Shyness linked to heart disease
People who are shy face a higher risk of dying from a heart disease or stroke than those who are sociable, according to a latest study conducted in the US.
Shyness is the feeling of apprehension or lack of confidence experienced by a person with regard to social association with others.
The results of the study showed that sociable men have been found to have healthier hearts than their more reserved friends. It found that the shrinking violets are 50 percent more likely to die from a heart disease or stroke, reported the online edition of Daily Mail.
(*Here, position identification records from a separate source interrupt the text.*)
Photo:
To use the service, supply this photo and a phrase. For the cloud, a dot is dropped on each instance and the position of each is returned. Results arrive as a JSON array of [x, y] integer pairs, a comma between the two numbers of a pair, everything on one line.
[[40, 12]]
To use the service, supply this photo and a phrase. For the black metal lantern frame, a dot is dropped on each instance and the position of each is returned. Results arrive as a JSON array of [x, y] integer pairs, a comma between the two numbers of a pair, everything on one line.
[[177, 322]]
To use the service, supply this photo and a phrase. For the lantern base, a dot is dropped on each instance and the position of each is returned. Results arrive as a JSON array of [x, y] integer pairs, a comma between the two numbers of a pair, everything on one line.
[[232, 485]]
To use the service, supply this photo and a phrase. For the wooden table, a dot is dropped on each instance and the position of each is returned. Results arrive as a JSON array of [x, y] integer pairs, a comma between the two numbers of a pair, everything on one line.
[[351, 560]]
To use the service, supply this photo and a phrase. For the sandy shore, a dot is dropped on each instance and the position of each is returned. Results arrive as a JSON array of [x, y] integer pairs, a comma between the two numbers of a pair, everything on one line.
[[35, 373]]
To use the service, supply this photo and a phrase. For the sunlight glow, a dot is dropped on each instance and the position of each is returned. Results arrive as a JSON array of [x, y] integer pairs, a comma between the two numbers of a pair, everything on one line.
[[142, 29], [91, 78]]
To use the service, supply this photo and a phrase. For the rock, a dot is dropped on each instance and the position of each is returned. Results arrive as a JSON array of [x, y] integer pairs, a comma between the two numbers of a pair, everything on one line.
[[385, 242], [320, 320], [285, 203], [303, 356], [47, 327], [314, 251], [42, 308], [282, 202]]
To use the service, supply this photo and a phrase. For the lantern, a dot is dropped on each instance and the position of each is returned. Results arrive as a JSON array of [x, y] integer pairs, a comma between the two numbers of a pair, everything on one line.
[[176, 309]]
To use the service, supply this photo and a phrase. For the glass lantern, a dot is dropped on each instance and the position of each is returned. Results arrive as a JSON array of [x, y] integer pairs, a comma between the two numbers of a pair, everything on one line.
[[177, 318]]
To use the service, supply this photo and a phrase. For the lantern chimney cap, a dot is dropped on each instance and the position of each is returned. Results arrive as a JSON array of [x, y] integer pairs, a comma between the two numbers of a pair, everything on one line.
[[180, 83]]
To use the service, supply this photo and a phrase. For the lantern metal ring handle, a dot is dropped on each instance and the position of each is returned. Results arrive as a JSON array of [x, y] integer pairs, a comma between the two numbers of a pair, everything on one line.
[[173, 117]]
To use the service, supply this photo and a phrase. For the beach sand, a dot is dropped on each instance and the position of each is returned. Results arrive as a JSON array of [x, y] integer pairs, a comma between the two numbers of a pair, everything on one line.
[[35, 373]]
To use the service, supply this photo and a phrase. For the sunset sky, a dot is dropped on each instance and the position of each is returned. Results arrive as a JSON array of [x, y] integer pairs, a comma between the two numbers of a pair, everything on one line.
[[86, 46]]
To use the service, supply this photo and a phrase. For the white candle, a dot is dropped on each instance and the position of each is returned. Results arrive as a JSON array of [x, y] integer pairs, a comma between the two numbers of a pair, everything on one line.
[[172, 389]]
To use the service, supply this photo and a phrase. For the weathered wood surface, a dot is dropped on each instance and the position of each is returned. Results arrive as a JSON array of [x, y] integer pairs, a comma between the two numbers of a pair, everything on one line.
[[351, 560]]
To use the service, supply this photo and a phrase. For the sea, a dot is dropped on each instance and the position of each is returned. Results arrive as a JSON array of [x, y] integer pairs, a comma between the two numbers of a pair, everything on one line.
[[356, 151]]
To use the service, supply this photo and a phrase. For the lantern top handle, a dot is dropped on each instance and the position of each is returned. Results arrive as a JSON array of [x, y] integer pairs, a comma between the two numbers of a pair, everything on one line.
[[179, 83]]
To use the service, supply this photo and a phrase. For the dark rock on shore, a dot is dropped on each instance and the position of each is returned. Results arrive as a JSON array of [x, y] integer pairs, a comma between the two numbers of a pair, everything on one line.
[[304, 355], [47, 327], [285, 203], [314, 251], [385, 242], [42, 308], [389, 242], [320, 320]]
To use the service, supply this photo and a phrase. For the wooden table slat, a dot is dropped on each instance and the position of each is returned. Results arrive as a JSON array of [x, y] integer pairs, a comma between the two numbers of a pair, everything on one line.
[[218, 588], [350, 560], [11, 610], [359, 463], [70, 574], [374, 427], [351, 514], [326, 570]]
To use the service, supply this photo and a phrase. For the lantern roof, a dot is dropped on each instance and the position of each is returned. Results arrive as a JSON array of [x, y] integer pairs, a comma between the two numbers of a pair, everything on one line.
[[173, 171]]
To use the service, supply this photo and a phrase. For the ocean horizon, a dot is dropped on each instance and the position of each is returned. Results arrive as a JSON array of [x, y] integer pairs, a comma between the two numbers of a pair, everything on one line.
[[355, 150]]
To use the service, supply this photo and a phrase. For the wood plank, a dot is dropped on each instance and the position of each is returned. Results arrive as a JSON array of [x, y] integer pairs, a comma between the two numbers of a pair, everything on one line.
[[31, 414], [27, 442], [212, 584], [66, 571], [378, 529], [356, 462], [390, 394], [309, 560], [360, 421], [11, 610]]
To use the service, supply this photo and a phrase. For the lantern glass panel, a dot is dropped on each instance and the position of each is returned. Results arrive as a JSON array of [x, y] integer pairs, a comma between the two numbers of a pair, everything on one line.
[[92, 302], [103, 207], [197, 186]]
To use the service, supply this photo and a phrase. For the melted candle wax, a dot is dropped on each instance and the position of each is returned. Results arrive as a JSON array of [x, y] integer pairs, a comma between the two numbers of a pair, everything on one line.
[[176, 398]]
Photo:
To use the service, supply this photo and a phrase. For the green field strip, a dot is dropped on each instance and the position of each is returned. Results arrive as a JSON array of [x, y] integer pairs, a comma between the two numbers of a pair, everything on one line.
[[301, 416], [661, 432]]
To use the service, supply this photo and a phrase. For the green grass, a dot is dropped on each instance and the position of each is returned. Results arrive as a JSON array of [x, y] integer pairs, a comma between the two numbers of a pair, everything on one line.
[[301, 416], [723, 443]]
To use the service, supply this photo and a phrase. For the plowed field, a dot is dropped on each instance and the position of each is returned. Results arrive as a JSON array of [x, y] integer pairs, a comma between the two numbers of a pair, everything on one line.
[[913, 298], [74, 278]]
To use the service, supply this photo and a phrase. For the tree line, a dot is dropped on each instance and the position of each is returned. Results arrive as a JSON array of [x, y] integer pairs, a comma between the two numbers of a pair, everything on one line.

Researchers from Chicago's Northwestern University tracked the health of more than 2,000 men over three decades. At the start of the study, the men, who were aged between 40 and 55, filled in questionnaires designed to set their levels of sociability.
By the end of the study, 60 per cent had died and the analysts went to work. Comparing the questionnaire results with death certificate details revealed a clear link between shyness and heart disease, the researchers said.
The shyest men were 50 per cent more likely to have died of a heart attack or stroke than the most outgoing men, the study said.
This was true even when factors more commonly linked to heart disease such as smoking, high levels of cholesterol and obesity were taken into account. There was, however, no link between sociability and other ailments.
The researchers admitted, in the journal Annals of Epidemiology, that it was not clear why unsociable men should have more heart problems.